Potential weaknesses and risks
- Overreliance on corridor diversity: The incident underscored how multiple systems can suffer related damage in the same geographic cluster, causing correlated failure modes.
- Attribution ambiguity: Without clear, transparent forensic reports, public discourse can drift to politicized attributions, which complicates cooperative repair and regional diplomacy.

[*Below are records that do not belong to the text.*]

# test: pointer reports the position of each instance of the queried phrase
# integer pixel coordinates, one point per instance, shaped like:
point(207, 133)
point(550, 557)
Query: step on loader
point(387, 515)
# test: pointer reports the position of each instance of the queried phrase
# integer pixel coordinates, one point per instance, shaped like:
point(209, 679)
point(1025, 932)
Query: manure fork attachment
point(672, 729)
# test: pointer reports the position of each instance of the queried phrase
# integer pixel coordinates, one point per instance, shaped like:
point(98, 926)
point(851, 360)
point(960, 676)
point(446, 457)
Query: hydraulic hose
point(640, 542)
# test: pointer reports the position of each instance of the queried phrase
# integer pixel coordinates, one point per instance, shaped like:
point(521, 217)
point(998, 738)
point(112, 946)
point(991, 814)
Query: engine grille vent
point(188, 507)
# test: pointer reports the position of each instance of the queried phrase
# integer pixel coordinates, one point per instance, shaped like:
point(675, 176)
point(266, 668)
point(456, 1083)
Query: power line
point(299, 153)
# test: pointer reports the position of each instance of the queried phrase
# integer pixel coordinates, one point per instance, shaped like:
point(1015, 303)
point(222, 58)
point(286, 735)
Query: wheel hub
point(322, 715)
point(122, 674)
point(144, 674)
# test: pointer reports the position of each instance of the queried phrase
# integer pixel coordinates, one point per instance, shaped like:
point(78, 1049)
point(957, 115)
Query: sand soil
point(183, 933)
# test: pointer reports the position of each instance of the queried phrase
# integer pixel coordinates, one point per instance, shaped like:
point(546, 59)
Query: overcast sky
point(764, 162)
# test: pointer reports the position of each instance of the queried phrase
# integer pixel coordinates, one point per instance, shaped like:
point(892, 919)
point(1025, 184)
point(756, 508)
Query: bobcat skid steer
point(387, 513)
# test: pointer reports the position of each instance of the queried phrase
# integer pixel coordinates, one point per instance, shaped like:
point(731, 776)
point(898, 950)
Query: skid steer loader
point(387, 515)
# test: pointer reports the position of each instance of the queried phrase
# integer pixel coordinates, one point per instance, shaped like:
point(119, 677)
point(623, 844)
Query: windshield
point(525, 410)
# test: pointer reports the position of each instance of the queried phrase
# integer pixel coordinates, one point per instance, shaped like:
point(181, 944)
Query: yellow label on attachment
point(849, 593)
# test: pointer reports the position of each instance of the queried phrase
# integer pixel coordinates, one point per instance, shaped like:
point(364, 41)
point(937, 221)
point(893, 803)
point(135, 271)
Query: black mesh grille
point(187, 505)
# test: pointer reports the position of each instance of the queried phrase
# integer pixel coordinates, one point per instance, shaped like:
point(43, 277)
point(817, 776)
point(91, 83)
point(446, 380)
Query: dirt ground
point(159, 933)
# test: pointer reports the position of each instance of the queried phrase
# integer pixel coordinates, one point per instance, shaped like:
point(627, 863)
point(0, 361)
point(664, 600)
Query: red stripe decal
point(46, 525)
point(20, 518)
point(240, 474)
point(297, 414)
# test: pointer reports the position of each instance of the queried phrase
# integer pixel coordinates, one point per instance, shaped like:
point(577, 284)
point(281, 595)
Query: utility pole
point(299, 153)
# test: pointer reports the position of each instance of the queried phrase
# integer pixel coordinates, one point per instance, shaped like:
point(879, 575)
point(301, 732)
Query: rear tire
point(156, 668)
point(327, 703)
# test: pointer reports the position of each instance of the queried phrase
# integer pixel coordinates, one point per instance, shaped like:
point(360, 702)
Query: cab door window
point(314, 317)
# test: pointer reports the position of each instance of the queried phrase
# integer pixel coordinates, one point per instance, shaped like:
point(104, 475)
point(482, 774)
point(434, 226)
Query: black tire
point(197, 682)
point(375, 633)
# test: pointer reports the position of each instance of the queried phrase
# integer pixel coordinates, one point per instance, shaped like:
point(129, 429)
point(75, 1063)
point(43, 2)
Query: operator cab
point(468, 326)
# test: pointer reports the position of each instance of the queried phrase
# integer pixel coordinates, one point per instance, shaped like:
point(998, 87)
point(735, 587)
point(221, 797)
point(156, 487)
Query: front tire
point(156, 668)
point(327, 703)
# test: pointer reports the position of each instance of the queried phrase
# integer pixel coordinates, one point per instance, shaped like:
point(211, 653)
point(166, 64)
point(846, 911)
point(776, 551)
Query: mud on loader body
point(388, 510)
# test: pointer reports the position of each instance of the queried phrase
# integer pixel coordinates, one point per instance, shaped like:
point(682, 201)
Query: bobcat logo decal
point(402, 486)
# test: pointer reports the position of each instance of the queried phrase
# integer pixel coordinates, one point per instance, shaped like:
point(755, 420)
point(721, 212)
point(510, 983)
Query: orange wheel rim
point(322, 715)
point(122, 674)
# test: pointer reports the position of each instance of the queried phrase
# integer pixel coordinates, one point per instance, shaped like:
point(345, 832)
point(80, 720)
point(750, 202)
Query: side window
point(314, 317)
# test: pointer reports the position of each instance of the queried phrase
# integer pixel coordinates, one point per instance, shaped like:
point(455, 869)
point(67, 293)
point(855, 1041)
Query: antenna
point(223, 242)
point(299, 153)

- Repair capacity shortfalls: A finite global fleet of cable ships and qualified crews means multiple simultaneous incidents or politically constrained ports could materially extend outage windows.
What to watch next
- Official forensic reports: Cable owners and national authorities will publish OTDR analyses aelp determine cause. Those reports are the key to separating accident from malice.
- Repair ship movements and estimated time to repair (ETR): Watch for ship dispatch and port reports; these set the likely recovery timeline once permissions are granted.
- Policy moves: Expect announcements around coastal protection, additional landings, or fast‑track repair agreements between affected nations and cable consortiums.
- Cloud provider follow‑ups: Microsoft and other cloud providers will likely publish post‑incident summaries outlining mitigation steps and any changes to routing or peering arrangements they will implement.
Final analysis: resilience is technical, logistical and political
The Red Sea cable cuts were a blunt reminder that the Internet’s resilience is not only a matter of routing tables and redundant datacenters. It is also a function of undersea engineering, maritime policy, repair logistics and geopolitical stability. The good news is that cloud operators and carriers have tools and playbooks to limit the immediate damage: traffic engineering, peering, leased capacity and edge caching all cushion the blow.The uncomfortable truth is that these operational band‑aids do not remove the fundamental geographic clustering of critical infrastructure. Reducing that risk will require coordinated investment — more diverse cable routes, stronger coastal protections, faster cross‑border repair procedures and realistic planning by critical enterprises for degraded network states. Until those systemic changes are made, similar incidents will continue to pose meaningful operational risk to latency‑sensitive services across the globe.
Practical checklist for IT leaders (ready actions)
- Verify your application SLAs versus realistic RTT and packet loss thresholds.
- Confirm multi‑region and multi‑cloud replication actually provides path diversity (not just logical copies within the same corridor).
- Ensure CDNs and edge caches are used for user‑facing static content.
- Run a network disaster tabletop that simulates an undersea corridor cut and validate failover procedures.
- Monitor BGP and RTT baselines; configure alerts for sustained deviations indicative of regional cable faults.
The September Red Sea incident should be treated as an urgent, actionable case study: the physical skeleton of the Internet matters, and resilience planning that ignores maritime cables is incomplete.